Village in Ciurea, Romania

Zanea or Zanya (Zanea, Zanya) is a neighborhood/village in the commune of Ciurea, Iași County, Romania. It is on the eastern side of the Ciurea train station and is inhabited by Roma from the Churari and Kalderash castes (on the western side there is the main village, inhabited by Romanians and Romanian-speaking Roma).

== History ==
Before World War II, Zanea was a Romanian village populated by peaceful peasants. They were working in their small farms as well as in a private estate (Moșie), owned by a Jewish family.

Due to antisemitic laws, the estate was confiscated. At the end of the war, it was returned to the original owners, who proceeded to renovate and repair the place. As Romania was taken over by a Soviet-backed communist administration, the estate was again confiscated in 1948 by the authorities. The estate was established as "commune property" and broke down.

In the early 1950s, 5 Roma families (gypsies) settled in the village. The neighborhood appeared in the decades 1950s–1960s as a result of the forced settlement of Roma nomads by the communist authorities (similar Kalderash and/or Churari communities in the geographical proximity are in Grajduri and in the northern side of Vaslui). These communities were already hard hit by the Porajmos (the Holocaust of the Romani people); in 1942–1944 they were deported in Transnistria, where many of them died.

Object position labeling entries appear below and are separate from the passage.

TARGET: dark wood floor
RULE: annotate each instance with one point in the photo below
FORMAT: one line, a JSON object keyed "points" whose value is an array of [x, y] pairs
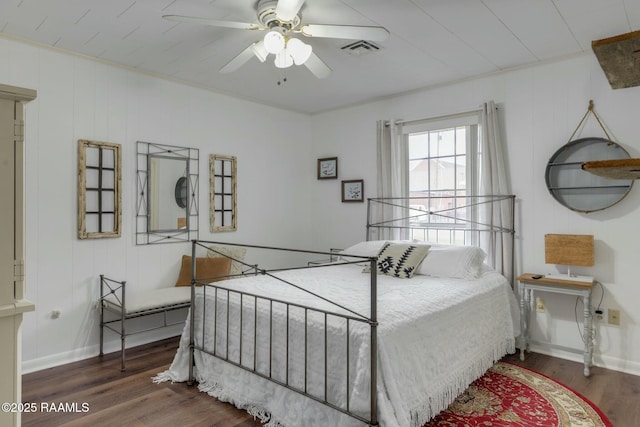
{"points": [[131, 399]]}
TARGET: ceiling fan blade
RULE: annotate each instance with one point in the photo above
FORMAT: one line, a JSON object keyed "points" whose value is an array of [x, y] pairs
{"points": [[213, 22], [286, 10], [318, 67], [239, 60], [354, 32]]}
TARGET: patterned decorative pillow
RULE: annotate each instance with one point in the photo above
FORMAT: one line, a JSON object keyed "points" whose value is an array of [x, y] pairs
{"points": [[401, 259]]}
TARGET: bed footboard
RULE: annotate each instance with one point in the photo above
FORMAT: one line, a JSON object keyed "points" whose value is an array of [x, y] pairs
{"points": [[290, 344]]}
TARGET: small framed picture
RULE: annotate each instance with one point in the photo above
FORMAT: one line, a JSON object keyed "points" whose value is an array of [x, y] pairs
{"points": [[353, 190], [328, 168]]}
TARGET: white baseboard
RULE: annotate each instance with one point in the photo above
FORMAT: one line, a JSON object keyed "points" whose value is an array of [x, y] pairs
{"points": [[113, 345], [599, 360]]}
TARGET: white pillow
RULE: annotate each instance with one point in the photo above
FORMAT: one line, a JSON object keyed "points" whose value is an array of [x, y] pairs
{"points": [[463, 262]]}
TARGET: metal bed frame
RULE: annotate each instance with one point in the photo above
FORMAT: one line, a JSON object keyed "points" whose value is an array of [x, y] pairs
{"points": [[432, 224], [220, 291]]}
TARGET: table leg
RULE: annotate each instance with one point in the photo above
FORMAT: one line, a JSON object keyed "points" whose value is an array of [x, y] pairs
{"points": [[523, 321], [588, 334]]}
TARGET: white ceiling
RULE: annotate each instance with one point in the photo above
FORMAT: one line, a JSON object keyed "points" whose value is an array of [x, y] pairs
{"points": [[431, 41]]}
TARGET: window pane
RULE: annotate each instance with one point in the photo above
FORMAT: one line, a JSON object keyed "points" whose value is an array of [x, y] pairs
{"points": [[443, 143], [418, 174], [418, 145], [461, 140], [443, 173]]}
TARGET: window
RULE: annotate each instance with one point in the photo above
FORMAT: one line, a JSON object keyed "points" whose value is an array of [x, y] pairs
{"points": [[443, 163]]}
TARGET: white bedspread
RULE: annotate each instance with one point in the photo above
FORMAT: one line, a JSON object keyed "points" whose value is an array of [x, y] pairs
{"points": [[435, 337]]}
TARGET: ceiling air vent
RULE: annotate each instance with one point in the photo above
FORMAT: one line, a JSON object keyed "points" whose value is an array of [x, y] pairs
{"points": [[360, 47]]}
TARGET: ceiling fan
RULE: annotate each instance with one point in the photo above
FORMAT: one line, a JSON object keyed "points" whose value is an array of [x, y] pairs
{"points": [[281, 21]]}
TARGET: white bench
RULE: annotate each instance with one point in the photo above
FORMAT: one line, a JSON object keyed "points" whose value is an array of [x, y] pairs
{"points": [[124, 305]]}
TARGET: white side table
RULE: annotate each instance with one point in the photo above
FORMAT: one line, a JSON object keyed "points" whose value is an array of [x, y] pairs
{"points": [[528, 284]]}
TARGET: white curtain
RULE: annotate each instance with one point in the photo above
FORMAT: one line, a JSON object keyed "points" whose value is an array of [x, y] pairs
{"points": [[393, 178], [494, 180]]}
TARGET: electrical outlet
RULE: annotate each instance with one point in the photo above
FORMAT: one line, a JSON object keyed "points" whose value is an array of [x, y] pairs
{"points": [[614, 316]]}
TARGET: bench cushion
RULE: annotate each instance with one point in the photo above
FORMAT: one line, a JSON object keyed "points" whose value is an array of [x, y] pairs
{"points": [[154, 298]]}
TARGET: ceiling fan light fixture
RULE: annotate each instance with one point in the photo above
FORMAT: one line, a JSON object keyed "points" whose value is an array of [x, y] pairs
{"points": [[299, 51], [283, 59], [260, 51], [274, 42]]}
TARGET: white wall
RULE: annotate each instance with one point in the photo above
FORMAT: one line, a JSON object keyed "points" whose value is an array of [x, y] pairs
{"points": [[83, 99], [540, 107]]}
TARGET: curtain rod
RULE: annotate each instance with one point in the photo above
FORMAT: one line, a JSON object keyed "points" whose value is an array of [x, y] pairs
{"points": [[447, 116]]}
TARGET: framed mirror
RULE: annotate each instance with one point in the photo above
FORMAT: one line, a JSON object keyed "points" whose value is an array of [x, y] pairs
{"points": [[222, 193], [578, 189], [167, 194], [99, 198]]}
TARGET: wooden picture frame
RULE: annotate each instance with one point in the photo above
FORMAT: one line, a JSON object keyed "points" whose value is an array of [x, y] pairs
{"points": [[99, 195], [328, 168], [353, 190]]}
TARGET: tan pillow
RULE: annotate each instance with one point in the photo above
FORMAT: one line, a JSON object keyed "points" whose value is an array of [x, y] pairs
{"points": [[207, 270], [235, 252]]}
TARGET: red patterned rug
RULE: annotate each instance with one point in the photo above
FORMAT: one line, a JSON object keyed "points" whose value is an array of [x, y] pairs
{"points": [[509, 395]]}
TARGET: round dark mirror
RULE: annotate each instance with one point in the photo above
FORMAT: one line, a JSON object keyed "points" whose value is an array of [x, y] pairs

Additionally to the forced settlement, the savings (in gold, as is traditionally among Roma) were confiscated by the authorities. Combined with the fact that the Communist system forbade any private business (all the economy was nationalized), thus being impeded to profess the crafts that supported their livelihood, these Roma became poorer during those decades.

After the 1989 Revolution that brought democracy in Romania, it became again legal to profess the crafts. The confiscated gold was partly returned and with that capital in the 1990s businesses were started, mostly with metals. During those years, they began to build roomy houses (with more floors, for the traditional extended Romani families), having a very different architecture from that usually employed in Romania, soon dubbed by the local mass-media as palate țigănești ("Gypsy palaces" in Romanian).

Their different style is usually presented by this media and most of the non-Romani population as expressing lack of culture, while (lacking yet a public Romani point of view about this issue) some architects point out to their spontaneity and freedom of style. Mostly the old-generation non-Roma dislike them, while the younger people and those from outside Romania (without the anti-Romani prejudices from the local context) appreciate their vitality. Acad. Constantin Bălăceanu-Stolnici, a reputed anthropologist from Romania, declared that their different style is explained since in fact they are similar to the architectural style from North India, expressing the survival of the Desi cultural archetypes even after centuries of nomadism.